A former government minister is among the elite yet to receive the keys to his home at the controversial multi-million dollar La Fortresse gated community complex. Four years after the sod for the 93-unit unit luxury housing project located opposite the Long Circular Mall, Dibe was turned, the project is yet to be completed. Initial completion date for the $193.4 million project comprising 46 townhouses, 38 duplexes and ten tri-level duplex units was to be 18 months. The two and three-bedroom town houses are each priced at $1.8 million. The duplexes are said to be within the range of $2.2 million, while the tri-level duplexs are priced at $2.7 million.
A Sunday Guardian investigation revealed that 30 to 50 per cent deposits have been made on 89 of the luxurious houses, with only the remaining four two-bedroom townhouses awaiting owners. However, to date, doctors, lawyers, teachers and several other businessmen have been forced to fork out huge rental sums while waiting on the luxurious units to be completed. The project is a joint venture between the DTL Property Developers Company Ltd and the Public Services Association (PSA). It was under the tenure of former PSA president, Jennifer Baptiste Primus that the union agreed to enter the housing business with its 3.2 hectares of land.

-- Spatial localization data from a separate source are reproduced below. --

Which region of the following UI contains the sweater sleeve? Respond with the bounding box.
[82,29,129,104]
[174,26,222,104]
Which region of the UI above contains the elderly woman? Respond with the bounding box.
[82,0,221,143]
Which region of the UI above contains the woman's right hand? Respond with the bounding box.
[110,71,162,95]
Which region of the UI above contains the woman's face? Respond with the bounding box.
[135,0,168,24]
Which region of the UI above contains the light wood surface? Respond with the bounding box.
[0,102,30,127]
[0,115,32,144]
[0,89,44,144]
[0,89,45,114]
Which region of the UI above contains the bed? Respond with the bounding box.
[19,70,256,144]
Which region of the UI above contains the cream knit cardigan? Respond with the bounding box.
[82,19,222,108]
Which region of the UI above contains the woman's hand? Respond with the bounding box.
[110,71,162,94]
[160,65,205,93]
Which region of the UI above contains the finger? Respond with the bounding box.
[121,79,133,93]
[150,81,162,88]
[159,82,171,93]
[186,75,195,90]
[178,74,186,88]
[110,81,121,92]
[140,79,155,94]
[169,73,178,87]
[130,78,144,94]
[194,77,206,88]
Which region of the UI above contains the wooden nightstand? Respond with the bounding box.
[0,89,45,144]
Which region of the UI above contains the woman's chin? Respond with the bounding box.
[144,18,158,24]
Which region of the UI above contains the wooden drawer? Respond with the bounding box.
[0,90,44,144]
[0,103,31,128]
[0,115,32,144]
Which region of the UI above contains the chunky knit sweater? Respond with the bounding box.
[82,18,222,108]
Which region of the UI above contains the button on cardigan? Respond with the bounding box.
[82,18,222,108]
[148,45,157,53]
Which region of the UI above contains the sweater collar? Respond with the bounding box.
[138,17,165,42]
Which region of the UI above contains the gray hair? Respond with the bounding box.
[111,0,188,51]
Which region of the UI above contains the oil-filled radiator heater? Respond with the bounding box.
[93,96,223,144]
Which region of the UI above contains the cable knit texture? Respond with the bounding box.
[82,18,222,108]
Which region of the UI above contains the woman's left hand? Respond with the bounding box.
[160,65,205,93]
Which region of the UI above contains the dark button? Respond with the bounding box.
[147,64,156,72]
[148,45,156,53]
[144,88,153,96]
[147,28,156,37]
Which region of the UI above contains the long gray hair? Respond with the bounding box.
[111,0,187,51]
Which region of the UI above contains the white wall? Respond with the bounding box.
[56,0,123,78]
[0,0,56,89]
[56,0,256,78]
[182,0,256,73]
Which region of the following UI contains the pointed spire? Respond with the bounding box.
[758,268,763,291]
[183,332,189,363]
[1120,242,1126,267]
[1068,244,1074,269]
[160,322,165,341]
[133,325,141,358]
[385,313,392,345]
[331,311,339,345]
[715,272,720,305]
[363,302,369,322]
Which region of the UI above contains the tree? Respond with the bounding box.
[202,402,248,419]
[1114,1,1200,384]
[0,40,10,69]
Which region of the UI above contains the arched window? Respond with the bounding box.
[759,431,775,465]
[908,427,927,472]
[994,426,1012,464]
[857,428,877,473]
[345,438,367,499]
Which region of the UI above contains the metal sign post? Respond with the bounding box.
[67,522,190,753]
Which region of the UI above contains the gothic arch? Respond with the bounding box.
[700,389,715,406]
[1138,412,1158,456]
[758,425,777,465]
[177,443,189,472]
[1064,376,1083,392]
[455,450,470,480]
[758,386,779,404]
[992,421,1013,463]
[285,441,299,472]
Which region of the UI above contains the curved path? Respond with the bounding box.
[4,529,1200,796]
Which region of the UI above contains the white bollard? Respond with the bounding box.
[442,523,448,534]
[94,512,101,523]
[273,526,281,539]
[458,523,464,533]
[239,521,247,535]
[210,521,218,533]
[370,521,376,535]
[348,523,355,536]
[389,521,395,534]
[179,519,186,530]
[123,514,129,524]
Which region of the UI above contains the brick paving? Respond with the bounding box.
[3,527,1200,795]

Sunday Guardian understands the association explored other options for utilising the land, however, they settled for the DTL partnership which was expected to be most feasible. At the construction site last week, several plastered unfinished units were seen. Steel roofs covered some units while gaping holes in the concrete walls of some townhouses were yet to be installed with windows. A backhoe and construction materials were seen lying around the compound. A worker who wished not to be identified said, "We are working as quickly as possible."
Cost overruns
But while the project was expected to double the PSA's investments, Sunday Guardian understands the delay and rise in the cost of materials has led to cost overruns. Additionally, it was learnt that while several contractors have been fired from the project, others have walked off the job claiming financial strains. General manager of DTL Lucien Delpeche has admitted that the project has been delayed as a result of "unforeseen circumstances," which they expect to be rectified shortly. But even while the company is pushing to have the project completed by year's end, several prospective homeowners are now weighing their legal options.
Venting his frustration openly, former Works and Transport Minister, Carlos John who made a down payment on a town house, said, "I made payments for one of the units which I intended to give to my daughter. They have not delivered at all; it is more than four years I have been waiting. Both PSA and DTL fell through on their word. The project is long overdue. I am not taking it nicely at all." Another disgruntled businessman, Rodney Benjamin said he believed he, like many other prospective home owners, was getting the run around.
"Every time you go to the company they have nothing substantial to say at all. I made both a ten and 20 per cent down payment and to date it is only promises. The place was expected to finish years now and nothing is happening. We are really fed up because this entire situation is very frustrating." Also affected is a doctor who requested anonymity, claiming that he is now forced to fork out $US1,500 a month because of the delay. "My wife and I, who recently got married, found the location was good so we opted to make a down payment. We made a down payment on a two-storey townhouse; we paid ten per cent when the first floor was completed and 20 per cent when construction of the second floor started.
"We signed all our documents and were eagerly awaiting the keys for our home. We have seen months turn into years and now it has become really, really frustrating. Almost four years have passed and basically all we are seeing on the compound is the shell of our dream home," the doctor said.